Hace ya mucho tiempo que el fanatismo se apodero del país y hoy viajar al Egipto es, cuando menos desaconsejable. Pero hace un tiempo, el viaje al Cairo y el recorrido por los templos, era casi una obligación. Un destino que había que hacer una vez en la vida.

Cuando llegue al Cairo, hacía un calor de mil demonios, demasiado para mi gusto y hay algo dentro de mi cerebro que me desactiva y dejo de estar operativo. De reojo veo uno de los termómetros de la polvorienta calle, los cincuenta grados están al caer y yo también, si no procuro una sombra. En esta ciudad de casi veinticinco millones de habitantes, el bullicio se respira en cada esquina. Este no es un lugar silencioso y todo el que tiene coche, se afana por gastar su claxon. Hay que avisar de su presencia, el tráfico es un caos cósmico.

Me voy a las pirámides, no sin antes negociar. Aquí todo se lleva al regateo y no hacerlo es un síntoma de desinterés y mala educación. Así que negocio con el taxista y acuerdo un precio justo para llegar hasta la base de las pirámides, aun a sabiendas que estoy siendo estafado. Una vez en el desierto, tengo que tomarme un tiempo para asimilar y trasladar a mi cerebro la realidad de lo que estoy contemplando. Imágenes tantas veces vistas en los libros de historia, están delante de mi. Estar aquí sobrecoge, las pirámides soportan 4.500 años de antigüedad y son únicas, irrepetibles y misteriosas, por eso son una de las Siete Maravillas del Mundo Antiguo. Mi tranquilidad en el lugar dura poco, unos “simpáticos” personajes me invitan a recorrer los alrededores de las pirámides a lomos de sus camellos. Paso cortésmente de su invitación, pues lo que me cuentan las malas lenguas es que, estos agradables beduinos llevan al incauto turista hasta las arenas ardientes para, una vez allí pedirle más dinero de lo acordado. La condición es pagar más de lo pactado o retornar andando al lugar de partida, una opción nada agradable bajo el implacable sol del desierto. Tampoco me atrae la idea de visitar el interior de la única pirámide que permanece abierta al público, la larga cola de turistas y el sofocante calor de su interior merman mi entusiasmo, así que decido retornar a mi hotel y descansar antes de visitar el Museo de El Cairo. Desde 1863 ofrece todo un sin fin de antigüedades del mundo Egipcio. El museo es un poco caótico, bueno como el carácter de los egipcios y miles de piezas de incalculable valor histórico pululan por todas partes, solo falta la arena del desierto en el suelo para dar más autenticidad al lugar.

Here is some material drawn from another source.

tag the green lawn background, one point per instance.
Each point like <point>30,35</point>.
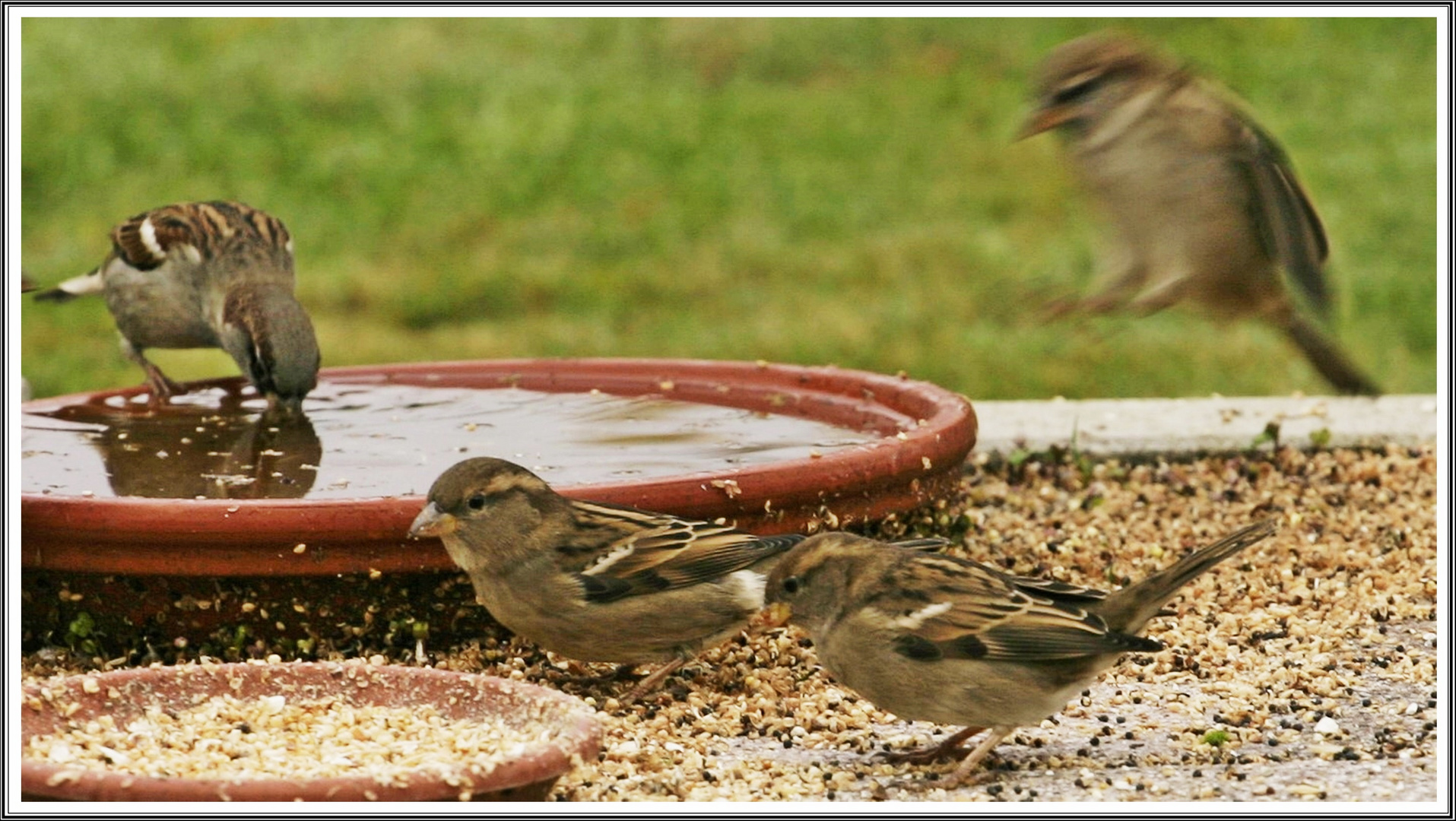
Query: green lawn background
<point>807,191</point>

Nueva jornada calurosa en el Cairo, y de nuevo regateo con el taxista para visitar el barrio Copto, estos aparecen como los primeros cristianos del siglo IV. Este barrio de calles estrechas y misteriosas, se encuentra en la parte más antigua de la ciudad. Las tumbas y necrópolis del cementerio norte alimentan a los vivos, que a cambio de cuidar el lugar, disponen de un lugar donde vivir. Solo me falta algo fundamental al visitar el Cairo, el refrescante paseo por el Nilo, el rio que marca la vida para los habitantes desde la antigüedad. El paseo hay que hacerlo a bordo de una Dahabeya o Faluca, un pequeño barco de una vela. En el Nilo esta la esencia de este lugar, aquí nace la tranquilidad perdida en el corazón bullicioso del Cairo. El atardecer es rojo, intenso y relajante, un presagio de otro caluroso día, pero eso sucederá mañana, muy lejos todavía en mis planes.